Deutschland - Ruhr Nachrichten 

Dienstag. 20. Mai 2003

Olfen: Enttäuscht und traurig

PETER JANOTTA (Trainer): "Ich bin über die Entscheidung enttäuscht. Sie ist besonders deshalb bitter, weil wir im nächsten Jahr eine Mannschaft gehabt hätten, die um Platz eins oder zwei mitspielen konnte. Schade, dass keine Sponsoren gewonnen werden konnten, aber vielleicht war das Interesse auch nicht groß genug. Die Mannschaft hat alles getan, um die zweite Liga zu erhalten. Eine billigere Zweitliga-Mannschaft hätte es nicht geben können. Es tut mir auch um die Spielerinnen leid, denn viele Möglichkeiten haben sie in der Umgebung nicht. Wo ich lande, ist noch offen, ich möchte aber im Volleyball aktiv bleiben.

MICHAELA GRASS (Spielerin): "Ich bin enttäuscht und traurig und auch ziemlich sauer, zumal wir Spielerinnen mit dem Verzicht auf die Fahrtkosten dem Verein sehr entgegen gekommen waren. Die zwei Jahre in der zweiten Liga waren nicht nur für mich ganz toll, dafür bin ich dem Verein dankbar. Ich möchte noch ein paar Jahre spielen, aber was ich künftig machen werde, weiß ich noch nicht."

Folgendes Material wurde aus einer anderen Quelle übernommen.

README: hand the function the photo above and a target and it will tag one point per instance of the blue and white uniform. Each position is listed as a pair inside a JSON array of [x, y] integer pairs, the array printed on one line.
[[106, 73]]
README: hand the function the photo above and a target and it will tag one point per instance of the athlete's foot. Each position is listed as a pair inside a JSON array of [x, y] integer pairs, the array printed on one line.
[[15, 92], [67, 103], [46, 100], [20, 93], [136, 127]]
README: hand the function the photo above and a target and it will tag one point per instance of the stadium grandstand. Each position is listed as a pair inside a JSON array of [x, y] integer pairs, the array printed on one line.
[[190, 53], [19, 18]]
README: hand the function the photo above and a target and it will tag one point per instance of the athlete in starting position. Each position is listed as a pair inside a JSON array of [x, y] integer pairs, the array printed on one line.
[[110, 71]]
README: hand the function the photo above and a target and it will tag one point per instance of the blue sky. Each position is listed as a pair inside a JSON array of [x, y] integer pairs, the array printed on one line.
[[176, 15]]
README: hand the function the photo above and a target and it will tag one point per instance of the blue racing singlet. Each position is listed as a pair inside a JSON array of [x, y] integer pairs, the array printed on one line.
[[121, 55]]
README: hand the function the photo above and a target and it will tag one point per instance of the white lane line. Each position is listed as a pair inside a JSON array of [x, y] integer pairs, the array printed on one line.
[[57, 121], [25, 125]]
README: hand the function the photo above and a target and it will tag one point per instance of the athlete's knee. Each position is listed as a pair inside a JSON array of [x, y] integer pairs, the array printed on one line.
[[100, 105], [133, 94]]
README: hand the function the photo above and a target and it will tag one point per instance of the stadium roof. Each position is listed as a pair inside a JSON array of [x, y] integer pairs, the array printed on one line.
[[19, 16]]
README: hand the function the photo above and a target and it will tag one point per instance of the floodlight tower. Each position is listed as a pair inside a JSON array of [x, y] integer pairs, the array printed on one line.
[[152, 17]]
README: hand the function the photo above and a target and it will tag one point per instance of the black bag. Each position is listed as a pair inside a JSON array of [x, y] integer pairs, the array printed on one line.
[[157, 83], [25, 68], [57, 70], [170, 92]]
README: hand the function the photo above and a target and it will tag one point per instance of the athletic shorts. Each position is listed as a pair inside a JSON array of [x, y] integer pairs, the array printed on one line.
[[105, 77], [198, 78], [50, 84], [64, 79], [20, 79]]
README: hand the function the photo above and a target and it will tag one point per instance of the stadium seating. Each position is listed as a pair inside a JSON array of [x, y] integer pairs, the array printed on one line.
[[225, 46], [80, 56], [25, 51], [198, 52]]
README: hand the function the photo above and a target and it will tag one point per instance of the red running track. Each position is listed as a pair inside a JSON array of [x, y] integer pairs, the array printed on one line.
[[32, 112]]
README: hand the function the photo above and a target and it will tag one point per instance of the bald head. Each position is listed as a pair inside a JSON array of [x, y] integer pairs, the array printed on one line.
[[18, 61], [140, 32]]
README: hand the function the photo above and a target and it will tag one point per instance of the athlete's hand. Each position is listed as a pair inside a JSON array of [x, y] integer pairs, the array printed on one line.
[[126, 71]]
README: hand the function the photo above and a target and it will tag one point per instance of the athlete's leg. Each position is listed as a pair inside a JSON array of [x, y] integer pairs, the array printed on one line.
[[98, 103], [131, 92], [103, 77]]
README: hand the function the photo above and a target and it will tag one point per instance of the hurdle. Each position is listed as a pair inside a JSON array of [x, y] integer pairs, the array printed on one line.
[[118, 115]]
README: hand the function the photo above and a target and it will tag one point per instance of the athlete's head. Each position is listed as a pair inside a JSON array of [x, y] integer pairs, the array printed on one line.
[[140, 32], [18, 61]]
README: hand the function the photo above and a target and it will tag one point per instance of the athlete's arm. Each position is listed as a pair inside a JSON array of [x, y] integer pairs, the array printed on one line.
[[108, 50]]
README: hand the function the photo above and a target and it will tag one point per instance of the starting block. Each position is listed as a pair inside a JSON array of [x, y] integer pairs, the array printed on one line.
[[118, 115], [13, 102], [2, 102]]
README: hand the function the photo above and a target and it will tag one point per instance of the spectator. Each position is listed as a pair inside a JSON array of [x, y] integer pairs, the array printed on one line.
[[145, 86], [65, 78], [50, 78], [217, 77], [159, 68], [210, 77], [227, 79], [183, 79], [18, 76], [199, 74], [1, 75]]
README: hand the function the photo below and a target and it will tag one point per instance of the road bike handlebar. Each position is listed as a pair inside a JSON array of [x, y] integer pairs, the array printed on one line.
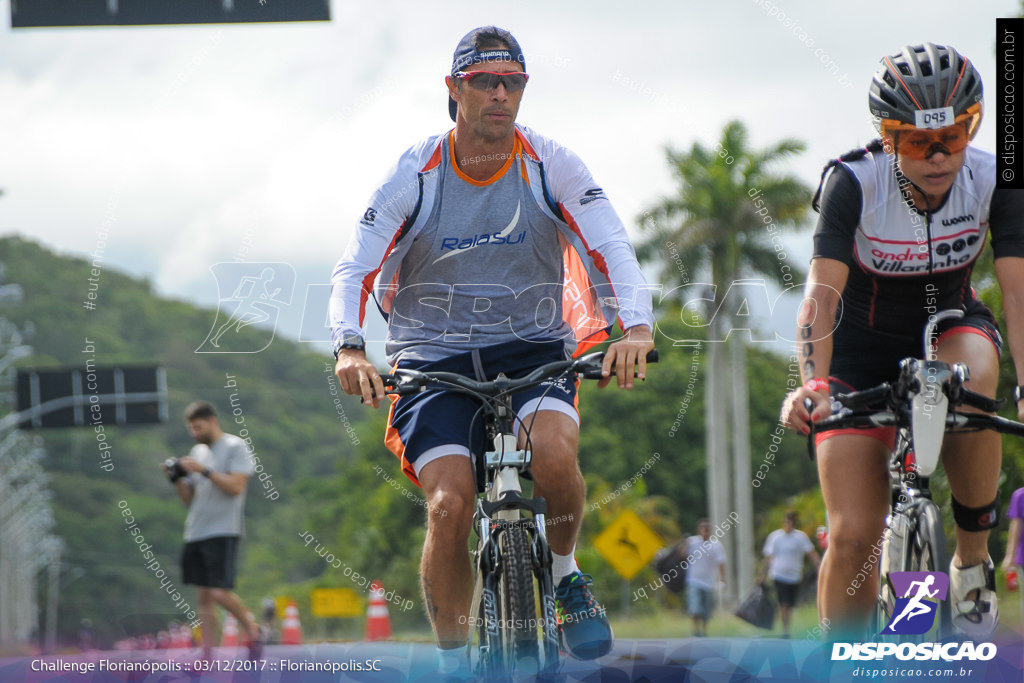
[[403, 381], [896, 413]]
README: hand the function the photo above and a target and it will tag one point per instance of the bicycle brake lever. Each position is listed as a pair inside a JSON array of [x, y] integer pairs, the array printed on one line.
[[811, 449]]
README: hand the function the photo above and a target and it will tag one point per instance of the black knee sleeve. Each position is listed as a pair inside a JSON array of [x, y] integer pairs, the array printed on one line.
[[977, 519]]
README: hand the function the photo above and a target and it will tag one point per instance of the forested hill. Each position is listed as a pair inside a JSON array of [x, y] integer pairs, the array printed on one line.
[[282, 395], [642, 451]]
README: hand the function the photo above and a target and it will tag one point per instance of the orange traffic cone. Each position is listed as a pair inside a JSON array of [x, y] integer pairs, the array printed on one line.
[[229, 634], [176, 640], [291, 630], [378, 622]]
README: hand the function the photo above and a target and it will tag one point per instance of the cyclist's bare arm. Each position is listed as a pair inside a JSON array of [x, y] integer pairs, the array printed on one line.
[[814, 344], [358, 377], [1010, 273], [631, 349]]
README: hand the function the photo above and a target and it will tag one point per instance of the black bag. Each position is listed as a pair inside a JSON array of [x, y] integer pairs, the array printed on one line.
[[669, 564], [758, 608]]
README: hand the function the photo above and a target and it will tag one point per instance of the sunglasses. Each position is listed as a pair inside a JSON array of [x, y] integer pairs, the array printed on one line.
[[486, 80], [923, 143], [920, 143]]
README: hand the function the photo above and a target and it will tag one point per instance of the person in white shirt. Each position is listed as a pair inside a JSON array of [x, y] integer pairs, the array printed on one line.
[[704, 555], [784, 551]]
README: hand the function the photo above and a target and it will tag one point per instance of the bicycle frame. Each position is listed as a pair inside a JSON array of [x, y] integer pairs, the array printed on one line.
[[501, 509], [921, 404], [498, 511]]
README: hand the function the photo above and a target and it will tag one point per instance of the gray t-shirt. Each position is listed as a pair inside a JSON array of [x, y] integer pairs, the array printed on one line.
[[485, 269], [212, 511]]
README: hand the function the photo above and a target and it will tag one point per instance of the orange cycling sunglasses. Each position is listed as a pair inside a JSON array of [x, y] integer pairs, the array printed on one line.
[[916, 143]]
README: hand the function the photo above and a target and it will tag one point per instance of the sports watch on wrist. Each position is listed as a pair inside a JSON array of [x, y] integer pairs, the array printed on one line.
[[349, 341]]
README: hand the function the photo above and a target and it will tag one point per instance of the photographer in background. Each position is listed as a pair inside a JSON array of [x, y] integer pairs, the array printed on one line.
[[211, 480]]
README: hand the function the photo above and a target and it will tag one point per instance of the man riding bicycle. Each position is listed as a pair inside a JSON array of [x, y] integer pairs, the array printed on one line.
[[491, 249], [901, 224]]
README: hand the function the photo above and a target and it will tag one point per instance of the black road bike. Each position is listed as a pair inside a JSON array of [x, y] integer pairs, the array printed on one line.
[[922, 404]]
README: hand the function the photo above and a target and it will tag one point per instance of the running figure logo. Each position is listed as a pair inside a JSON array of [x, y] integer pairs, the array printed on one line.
[[914, 611], [257, 292]]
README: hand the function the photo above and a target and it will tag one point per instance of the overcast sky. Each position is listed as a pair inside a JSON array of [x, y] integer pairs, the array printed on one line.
[[195, 144]]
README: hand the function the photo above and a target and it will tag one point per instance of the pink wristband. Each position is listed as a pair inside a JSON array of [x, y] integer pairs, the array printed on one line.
[[817, 384]]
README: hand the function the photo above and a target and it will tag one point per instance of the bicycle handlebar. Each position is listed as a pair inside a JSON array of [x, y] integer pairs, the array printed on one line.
[[403, 381]]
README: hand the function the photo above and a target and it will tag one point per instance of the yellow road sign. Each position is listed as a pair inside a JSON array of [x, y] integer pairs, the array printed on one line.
[[628, 544], [335, 602]]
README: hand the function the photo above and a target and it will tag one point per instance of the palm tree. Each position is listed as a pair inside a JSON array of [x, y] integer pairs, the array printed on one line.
[[722, 227]]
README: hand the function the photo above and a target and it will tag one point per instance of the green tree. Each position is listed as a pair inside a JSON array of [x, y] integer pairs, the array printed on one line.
[[723, 225]]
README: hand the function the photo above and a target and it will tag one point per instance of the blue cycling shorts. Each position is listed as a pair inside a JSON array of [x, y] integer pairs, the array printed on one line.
[[435, 423]]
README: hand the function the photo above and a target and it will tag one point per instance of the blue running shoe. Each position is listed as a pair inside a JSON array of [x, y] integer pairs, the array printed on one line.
[[583, 626]]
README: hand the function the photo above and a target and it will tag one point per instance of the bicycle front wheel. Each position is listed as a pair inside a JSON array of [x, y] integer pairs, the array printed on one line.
[[518, 615]]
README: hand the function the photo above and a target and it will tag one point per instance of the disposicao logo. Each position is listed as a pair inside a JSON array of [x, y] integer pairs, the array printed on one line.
[[916, 602]]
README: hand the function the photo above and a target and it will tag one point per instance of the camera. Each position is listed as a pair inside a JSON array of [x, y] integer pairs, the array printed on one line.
[[174, 469]]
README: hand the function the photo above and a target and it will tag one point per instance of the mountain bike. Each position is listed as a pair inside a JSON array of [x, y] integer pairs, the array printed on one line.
[[921, 403], [512, 558]]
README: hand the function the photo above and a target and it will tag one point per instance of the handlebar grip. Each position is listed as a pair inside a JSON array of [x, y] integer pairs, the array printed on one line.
[[594, 372], [858, 399]]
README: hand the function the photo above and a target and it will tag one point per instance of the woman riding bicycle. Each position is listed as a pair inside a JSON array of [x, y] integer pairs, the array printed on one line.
[[902, 222]]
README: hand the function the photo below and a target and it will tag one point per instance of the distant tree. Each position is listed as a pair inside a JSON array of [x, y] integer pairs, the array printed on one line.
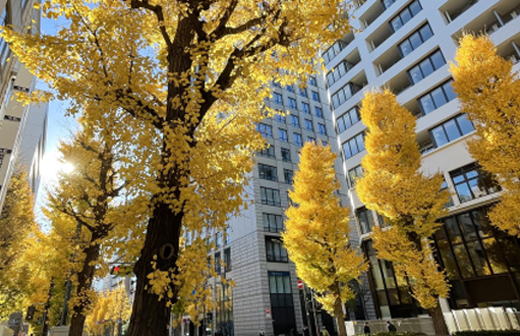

LOTHAR SCHULTE RUMMEL: "Wir haben mehrfach nach rechts und links gerechnet, aber es reichte nicht. Nur die Schiedsrichterkosten pro Saison betragen rund 7000 Euro.

 

Deutschland - Ruhr Nachrichten 

Dienstag. 20. Mai 2003

Olfen: Eine neue Lücke im Sportangebot

Olfen - Und wieder klafft eine neue, große Lücke in der Angebotspalette des heimischen Sportes. Der Rückzug der Volleyballerinnen des SuS Olfen aus der zweiten Bundesliga trifft die heimische Sportszene erneut ganz empfindlich, nachdem erst am letzten Wochenende die Abmeldung der Basketballer des FC Nordkirchen aus der Oberliga bekannt geworden war.

Aus finanziellen Gründen geben die SuSler als Tabellendritter der abgelaufenen Saison ihren Platz in der zweithöchsten deutschen Klasse auf. Nachdem der bisherige Sponsor seine Unterstützung schon vor Monaten gekündigt hatte, gelang es den SuSlern nicht, das finanzielle Loch zu stopfen.

Eine schon Anfang des Jahres eigens eingeschaltete und im Volleyball angesiedelte Agentur fand keinen neuen Sponsor, die Hoffnung auf Unterstützung durch heimische Firmen und Kleinsponsoren erfüllte sich nicht. Vielleicht, weil die Zeit nicht reichte, vielleicht auch, weil die richtigen Ansprechpartner nicht gefunden wurden.

Aber eines wurde nicht erst im Laufe der beiden Spielzeiten in der zweiten Liga deutlich: Die sportlich guten Leistungen der Mannschaft wurden nicht honoriert, die Zuschauerzahlen blieben weit hinter den erhofften Zahlen zurück - die zweite Liga wurde von den Olfenern kaum angenommen.

So war die Entscheidung, die SuS-Vorsitzender Bernhard Bußmann gestern verkündete (siehe nächste Sportseite), fast schon zu erwarten. Künftig werden die Olfenerinnen in der Oberliga spielen, denn nach dem Rückzug aus der zweiten Bundesliga hat der Verein auch nicht für die Regionalliga gemeldet.

Was bleibt, ist ein hohes Maß an Enttäuschung. Und darin sind sich wieder alle einig. Sowohl der von Bernhard Bußmann geführte Vorstand als auch der scheidende Trainer Peter Janotta oder die Spielerinnen, die für ein weiteres Jahr zweite Liga bereit gewesen wären, auf Vieles zu verzichten.

Doch der SuS-Vorsitzende ist auch zu verstehen, wenn er sagt: "Ich kann es vor den Mitgliedern nicht verantworten, einen fünfstelligen Eurobetrag auszugeben, der über die Beiträge der Mitglieder finanziert werden muss!"